“Kinderszenen”, de Robert Schumann

Nasceu no dia 8 de julho. Compositor, amante das grandes formas e miniaturista. Pianista e leitor ávido, apaixonado, solitário. A reputação de Robert Schumann (1810-1856) como pioneiro na música de câmara e a sua profundíssima ligação à literatura é visível, por exemplo, nos seus lieder escritos a partir de poemas de Heine.

Jorge de Sena, na “Arte da música” (1968), escreveu:

 
Ouvindo poemas de Heine como “lieder” de Schuman

Nunca talvez tão grande poesia encontrou sua grande música
assim. Outros poemas grandes foram musicados para o canto,
e de outros não tão grandes se fizeram canções magníficas.
Mas raro assim aconteceu que a palavra fosse dita em música
como a pensada música que nela havia para lá dos sons da linguagem,
na amargura do sentido que do riso ganha uma doçura triste
que é delicada reticência em que as palavras soam
como a própria vida quando se desfaz em perdido sonho.
Não mais refinadamente se gritaram as maiores das mágoas,
sem nenhum grito, sem olhos pelo espaço, e o pranto
feito o som de um piano que acompanha a voz
impetuosa ou pensativa, mas que não chora
e apenas disserta musicalmente sobre as dores do poeta.
São pequeninos dramas líricos. Mas pouco drama em música
jamais teve esta concentrada solidão, tão severa e nua,
sem cenário e sem orquestra, e sem personagens sequer:
a vida inteira numa voz e num piano, que
são a poesia funda que não disse o homem
que brincou perseguido, exilado e traído,
com tudo o que perdia mas na voz ganhava.

27/4/1964

 
São treze e pequeninas as “cenas infantis” – “Kinderszenen”, op.15 (1838) – que Robert Schumann compôs. Ao contrário de outras peças para piano, como a coleção “Album für die jugend” (ou seja, “álbum para a juventude”), op. 68, não foram pensadas para serem tocadas por crianças.
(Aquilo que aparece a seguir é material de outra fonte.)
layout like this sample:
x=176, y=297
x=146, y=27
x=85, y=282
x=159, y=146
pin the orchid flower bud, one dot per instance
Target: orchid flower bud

Na realidade, o próprio compositor terá afirmado que os títulos sugestivos que atribuiu posteriormente a cada uma das peças, ou, se quisermos, andamentos ou secções, deveriam funcionar sobretudo como indicações interpretativas, já que seria sua intenção expressar musicalmente “memórias de infância”.

Recordemos também Alban Berg e a sua análise extraordinária de “Träumerei”, uma das mais famosas “Kinderszenen”, com os seus fraseados assimétricos e surpresas harmónicas. E o “Träumerei” (“sonho”) de Vladimir Horowitz:

Simples? Básico? Infantil?

Veja-se o opus 1, “Vom fremden ländern und menschen” (“sobre terras e povos distantes”), por exemplo.

 

 

A peça, em forma ABA, é construída com base em duas frases contrastantes. Na primeira frase, nos dois primeiros compassos, a voz superior canta, em legato, o motivo principal. As tercinas, no alto, criam um contraste rítmico interessante. Uma sétima diminuta secundária é utilizada para preparar o acorde da dominante no segundo compasso. Os dois primeiros compassos são depois repetidos nos compassos 3 e 4. Uma variação dos compassos iniciais, seguida de mais dois compassos, terminam a frase com uma cadência imperfeita.

A segunda frase tem apenas seis compassos. O motivo principal passa agora para a voz grave. Um ciclo de quintas conduz-nos a mi menor nos compassos 9 a 12, mas não se mantém aí, já que a dominante é resolvida num acorde de sol maior no compasso 12. E voltamos seguidamente à secção A.

Enganadoramente simples, certo? Por outro lado, do ponto de vista performativo, só uma abordagem muito sistemática e estruturada camada a camada, voz a voz, desmontando e voltando a montar, permitirá ao pianista dominar a peça. É imprescindível fazer um mapeamento cuidadoso das vozes, isolando a melodia, no soprano da mão direita, associando-a à voz cantada em legato; depois, a atenção que é necessário dar à dedilhação, de modo a assegurar a fluidez entre soprano e alto, evitando força excessiva nos polegares e, ainda, o uso discreto do pedal, deitam definitivamente por terra qualquer tentativa de catalogação rápida destas peças como “infantis”. Ser “infantil” não é ser “fácil”, não é ser “simples”. Que o digam as crianças. Schumann já o fez, compondo “grandes” estas “pequenas” “cenas”.